Re: sameAs.org

Hi,
> On 13 Feb 2017, at 13:35, Miel Vander Sande <Miel.VanderSande@UGent.be> wrote:
> 
> Hi Hugh,
> 
>> On 13 Feb 2017, at 13:41, Hugh Glaser <hugh@glasers.org> wrote:
>> 
>> Hi Miel,
>>> On 13 Feb 2017, at 12:04, Miel Vander Sande <Miel.VanderSande@UGent.be> wrote:
>>> 
>>> Hi Hugh,
>>> 
>>> 
>>>> On 07 Feb 2017, at 13:36, Hugh Glaser <hugh@glasers.org> wrote:
>>>> 
>>>> Hi again,
>>>> I think I could do with some help here (or at least advice!).
>>>> (I'm keeping this on the list, as I think it is probably still of interest to some people - feel free to email me to tell us to take it off list.)
>>>> 
>>>> So, following your pages, there seem to be quite a lot of options for me.
>>>> 
>>>> The context:
>>>> I have REST-like services that query based on a single (urlencoded) symbol/URI.
>>>> For example
>>>> http://differentfrom.org
>>>> which can be invoked by
>>>> http://differentfrom.org/symbols/http%3A%2F%2Fdata.ordnancesurvey.co.uk%2Fid%2F7000000000003822
>>>> and of course they do the conneg for rdf.
>>>> 
>>>> So it seems to me that I need a simple proxy that wraps whatever I need around this.
>>> 
>>> I’m not entirely sure I follow. A proxy could translate such request to the TPF server. This actually what the DBpedia archive does now after they switched to TPF. For instance, the URL http://dbpedia.mementodepot.org/memento/20151001000000/http://dbpedia.org/page/Frederik_H._Kreuger queries the TPF server at http://fragments.mementodepot.org/ internally.
>> But isn't that the other way around?
>> I already serve Linked Data - it's the TPF server I don't have.
>> So the proxy you talk about is LD calling TPF.
>> I need TPF calling LD (I think).
> 
> Ah, I see. That can be arranged if we provide an API datasource for our server somehow, can’t be too hard.
Now, that's what I like to hear! :-)
> 
> However, SPARQL querying is highly likely to be less performant this way, because of the following. A TPF response is typically paged (usually 100 triples) and provides an estimated cardinality to clients, so they can optimize the query execution.
> Is your system able to provide a quick estimate on the number of sameAs links a URI has? If the result is always smaller than the page size  (< 100), this is not necessary.
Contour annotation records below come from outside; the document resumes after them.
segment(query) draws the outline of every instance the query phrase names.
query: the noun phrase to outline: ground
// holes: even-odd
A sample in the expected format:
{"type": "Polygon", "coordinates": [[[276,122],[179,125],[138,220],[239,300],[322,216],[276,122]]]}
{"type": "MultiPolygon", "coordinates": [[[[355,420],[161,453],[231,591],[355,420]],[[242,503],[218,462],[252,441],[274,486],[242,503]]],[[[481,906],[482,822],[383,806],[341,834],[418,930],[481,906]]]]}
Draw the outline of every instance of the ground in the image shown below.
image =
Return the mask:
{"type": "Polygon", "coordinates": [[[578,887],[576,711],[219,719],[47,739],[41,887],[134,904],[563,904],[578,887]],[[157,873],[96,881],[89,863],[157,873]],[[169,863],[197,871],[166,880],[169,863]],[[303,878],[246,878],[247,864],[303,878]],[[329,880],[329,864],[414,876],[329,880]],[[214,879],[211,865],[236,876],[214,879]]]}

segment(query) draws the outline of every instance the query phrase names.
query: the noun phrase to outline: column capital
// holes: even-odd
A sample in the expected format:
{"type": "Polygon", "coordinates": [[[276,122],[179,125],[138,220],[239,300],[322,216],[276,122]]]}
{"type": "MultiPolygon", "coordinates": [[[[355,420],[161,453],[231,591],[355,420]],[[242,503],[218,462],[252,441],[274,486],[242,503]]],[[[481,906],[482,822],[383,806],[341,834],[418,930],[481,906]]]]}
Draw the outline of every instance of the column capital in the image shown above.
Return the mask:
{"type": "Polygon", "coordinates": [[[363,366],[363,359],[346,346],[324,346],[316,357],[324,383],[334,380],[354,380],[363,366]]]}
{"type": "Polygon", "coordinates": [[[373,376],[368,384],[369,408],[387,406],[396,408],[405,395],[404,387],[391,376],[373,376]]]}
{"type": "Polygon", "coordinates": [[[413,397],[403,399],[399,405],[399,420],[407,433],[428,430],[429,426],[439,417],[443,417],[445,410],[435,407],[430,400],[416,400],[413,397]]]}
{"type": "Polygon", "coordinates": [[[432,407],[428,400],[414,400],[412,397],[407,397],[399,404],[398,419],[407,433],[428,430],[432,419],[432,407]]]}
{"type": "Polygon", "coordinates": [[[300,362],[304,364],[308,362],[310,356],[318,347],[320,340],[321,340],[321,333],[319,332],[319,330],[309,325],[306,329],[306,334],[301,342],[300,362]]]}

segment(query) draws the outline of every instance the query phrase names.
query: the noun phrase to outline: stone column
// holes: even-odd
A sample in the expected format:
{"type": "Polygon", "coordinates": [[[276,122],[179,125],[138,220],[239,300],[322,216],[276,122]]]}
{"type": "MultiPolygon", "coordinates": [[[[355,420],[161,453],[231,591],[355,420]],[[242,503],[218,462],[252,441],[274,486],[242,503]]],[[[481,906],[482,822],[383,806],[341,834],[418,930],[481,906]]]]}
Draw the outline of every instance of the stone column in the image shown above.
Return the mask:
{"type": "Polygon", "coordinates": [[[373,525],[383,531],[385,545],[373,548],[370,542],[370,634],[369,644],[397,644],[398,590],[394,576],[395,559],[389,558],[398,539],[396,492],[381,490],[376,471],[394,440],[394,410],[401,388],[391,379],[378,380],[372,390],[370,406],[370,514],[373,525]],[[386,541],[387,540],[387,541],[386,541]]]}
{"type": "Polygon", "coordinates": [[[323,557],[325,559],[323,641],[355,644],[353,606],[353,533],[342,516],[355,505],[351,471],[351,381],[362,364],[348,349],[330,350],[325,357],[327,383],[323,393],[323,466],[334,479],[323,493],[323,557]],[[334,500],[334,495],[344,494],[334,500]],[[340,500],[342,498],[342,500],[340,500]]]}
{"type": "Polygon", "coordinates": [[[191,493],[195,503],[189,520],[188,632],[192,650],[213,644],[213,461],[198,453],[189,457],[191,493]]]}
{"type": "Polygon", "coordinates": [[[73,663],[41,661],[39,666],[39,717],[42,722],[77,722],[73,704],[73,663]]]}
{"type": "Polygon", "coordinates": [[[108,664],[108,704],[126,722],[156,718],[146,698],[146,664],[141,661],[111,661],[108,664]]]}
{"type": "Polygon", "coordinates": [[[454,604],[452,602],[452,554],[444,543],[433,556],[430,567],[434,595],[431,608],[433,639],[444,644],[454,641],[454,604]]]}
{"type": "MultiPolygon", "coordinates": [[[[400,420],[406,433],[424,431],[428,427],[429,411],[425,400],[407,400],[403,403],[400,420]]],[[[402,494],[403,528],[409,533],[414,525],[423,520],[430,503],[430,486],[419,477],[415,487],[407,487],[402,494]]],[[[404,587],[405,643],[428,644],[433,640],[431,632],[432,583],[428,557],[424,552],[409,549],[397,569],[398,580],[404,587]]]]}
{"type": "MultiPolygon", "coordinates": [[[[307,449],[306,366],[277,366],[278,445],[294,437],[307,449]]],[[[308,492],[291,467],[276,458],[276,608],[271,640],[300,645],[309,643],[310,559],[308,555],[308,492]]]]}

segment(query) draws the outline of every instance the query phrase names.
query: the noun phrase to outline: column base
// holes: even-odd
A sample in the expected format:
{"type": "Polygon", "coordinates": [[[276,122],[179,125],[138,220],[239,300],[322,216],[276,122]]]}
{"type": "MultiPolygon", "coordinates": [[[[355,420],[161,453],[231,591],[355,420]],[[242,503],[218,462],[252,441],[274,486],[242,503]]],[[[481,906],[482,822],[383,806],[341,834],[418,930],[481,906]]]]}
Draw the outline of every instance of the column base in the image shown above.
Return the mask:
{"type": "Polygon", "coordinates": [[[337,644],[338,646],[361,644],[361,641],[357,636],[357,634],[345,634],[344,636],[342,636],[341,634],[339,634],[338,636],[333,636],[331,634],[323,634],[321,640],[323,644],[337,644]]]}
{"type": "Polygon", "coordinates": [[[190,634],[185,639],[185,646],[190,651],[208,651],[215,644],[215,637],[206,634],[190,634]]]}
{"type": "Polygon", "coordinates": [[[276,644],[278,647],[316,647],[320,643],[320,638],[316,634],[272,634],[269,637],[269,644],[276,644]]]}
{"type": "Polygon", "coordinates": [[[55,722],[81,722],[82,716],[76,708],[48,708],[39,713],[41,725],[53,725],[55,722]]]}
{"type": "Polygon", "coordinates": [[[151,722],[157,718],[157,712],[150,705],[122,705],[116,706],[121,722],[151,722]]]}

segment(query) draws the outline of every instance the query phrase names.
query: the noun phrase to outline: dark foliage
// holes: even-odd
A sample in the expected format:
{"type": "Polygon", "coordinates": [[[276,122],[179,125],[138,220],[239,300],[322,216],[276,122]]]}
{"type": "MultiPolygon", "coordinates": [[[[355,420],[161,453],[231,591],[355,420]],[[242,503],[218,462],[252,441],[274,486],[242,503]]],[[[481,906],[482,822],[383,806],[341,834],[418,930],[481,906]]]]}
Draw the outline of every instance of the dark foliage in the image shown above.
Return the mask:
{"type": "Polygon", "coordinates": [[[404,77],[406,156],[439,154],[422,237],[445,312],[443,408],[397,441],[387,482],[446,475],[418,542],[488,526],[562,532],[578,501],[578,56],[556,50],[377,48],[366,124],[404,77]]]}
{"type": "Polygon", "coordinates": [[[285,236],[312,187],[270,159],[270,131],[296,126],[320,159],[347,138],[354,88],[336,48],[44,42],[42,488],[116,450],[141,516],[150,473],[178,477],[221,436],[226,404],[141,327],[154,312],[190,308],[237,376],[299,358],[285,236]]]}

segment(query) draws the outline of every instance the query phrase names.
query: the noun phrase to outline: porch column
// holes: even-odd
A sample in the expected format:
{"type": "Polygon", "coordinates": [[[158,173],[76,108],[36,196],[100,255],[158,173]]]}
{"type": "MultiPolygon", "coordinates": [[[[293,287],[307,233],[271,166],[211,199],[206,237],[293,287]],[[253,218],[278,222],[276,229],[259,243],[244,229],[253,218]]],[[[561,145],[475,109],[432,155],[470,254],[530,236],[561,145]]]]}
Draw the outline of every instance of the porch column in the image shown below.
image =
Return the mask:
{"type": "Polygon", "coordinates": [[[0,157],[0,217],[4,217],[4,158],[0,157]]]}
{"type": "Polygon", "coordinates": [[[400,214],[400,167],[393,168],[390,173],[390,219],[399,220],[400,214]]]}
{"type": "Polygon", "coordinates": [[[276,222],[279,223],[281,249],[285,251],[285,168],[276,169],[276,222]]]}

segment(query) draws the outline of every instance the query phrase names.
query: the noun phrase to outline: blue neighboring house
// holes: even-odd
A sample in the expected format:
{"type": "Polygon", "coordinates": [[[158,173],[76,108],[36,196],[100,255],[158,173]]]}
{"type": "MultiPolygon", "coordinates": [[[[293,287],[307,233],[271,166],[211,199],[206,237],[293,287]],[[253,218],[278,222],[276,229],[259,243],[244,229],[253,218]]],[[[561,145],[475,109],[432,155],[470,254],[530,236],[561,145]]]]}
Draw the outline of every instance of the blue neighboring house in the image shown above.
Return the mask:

Else, it could be a showstopper for reasonable performance.
> 
At the moment there are some with greater than 100 (for reasons I won't go into), but I am unlikely to carry those URIs on to the new one.
It is rare that there are more than 100 at the moment - it is more like less than 10 for the huge majority.
The server doesn't have a URI to give a count - it just gives all the URIs.
To be clear - there isn't a SPARQL endpoint - the data comes out of a bespoke SQL DBs.
> 
>>> 
>>>> (I'm pretty sure I don't want to cache anything, such as tdt, since the underlying service is doing all the caching it can manage, so if the proxy is running on the same server, that would be a poor thing to do.)
>>>> I can also invoke the service directly (in PHP), but that would simply be a call instead of the http GET.
>>> 
>>> Could you elaborate?
>> With respect to the caching; if the Linked Data -> TPF proxy is simple (and therefore lightweight) enough, then there should be not point in caching something which is making a call to get data that is already cached.
>> 
>> The direct PHP service is simply that if a TPF proxy is running on the same server as the Linked Data source, then it can make a direct call to get the data the same way the HTTP GET would make.
>> 
>> I hope that is clearer.
> 
> Makes sense.
> 
> I think I was under the impression you wanted to switch to another system entirely, so TPF software + HDT seemed like a perfect fit with extra benefits.
Ah, I see.

I would be willing to have a go at doing it, but I suspect it would take me rather a while, and I would still get lots wrong.
So if you would be able to (hack up?) "an API datasource for our server somehow, can't be too hard", we could at least get a sense of what it might all do.
And you might even find it useful for other datasources.
And I could have a look and see what can be improved for our services - I would be very happy to look at adding the TPF stuff as a standard interface for all services.

Best
Hugh
> 
> Best,
> 
> Miel
> 
> 
>> Cheers
>> Hugh
>>> 
>>> Cheers,
>>> 
>>> Miel
>>> 
>>>> It seems to me that there must be a really lightweight solution to this?
>>>> I guess I also need some hydra document(s) somewhere that describes the service.
>>>> 
>>>> Is that roughly right?
>>>> And if so, what is best?
>>>> 
>>>> Cheers
>>>> 
>>>>> On 6 Feb 2017, at 20:14, Miel Vander Sande <miel.vandersande@ugent.be> wrote:
>>>>> 
>>>>> Hi Hugh,
>>>>> 
>>>>>> On 06 Feb 2017, at 19:10, Hugh Glaser <hugh@glasers.org> wrote:
>>>>>> 
>>>>>> I'm probably missing something, but don't I need a SPARQL endpoint for the TPF server?
>>>>> 
>>>>> You certainly don’t; but you can, if you want. The TPF server publishes a datasource through a Web API that only accepts triple patterns. What type of datasource you use is up to you.
>>>>> 
>>>>> We mostly use HDT (http://rdfhdt.org), because it is very compact and very performant for the TPF server. You can also use a SPARQL endpoint as datasource, but I wouldn’t recommend it.
>>>>> 
>>>>> SPARQL queries are possible, but they are executed by the client. Check out http://client.linkeddatafragments.org/ for instance. It queries http://fragments.dbpedia.org/en by default, but this could be any other TPF interface.
>>>>> 
>>>>> Cheers,
>>>>> 
>>>>> Miel

Received on Monday, 13 February 2017 13:53:04 UTC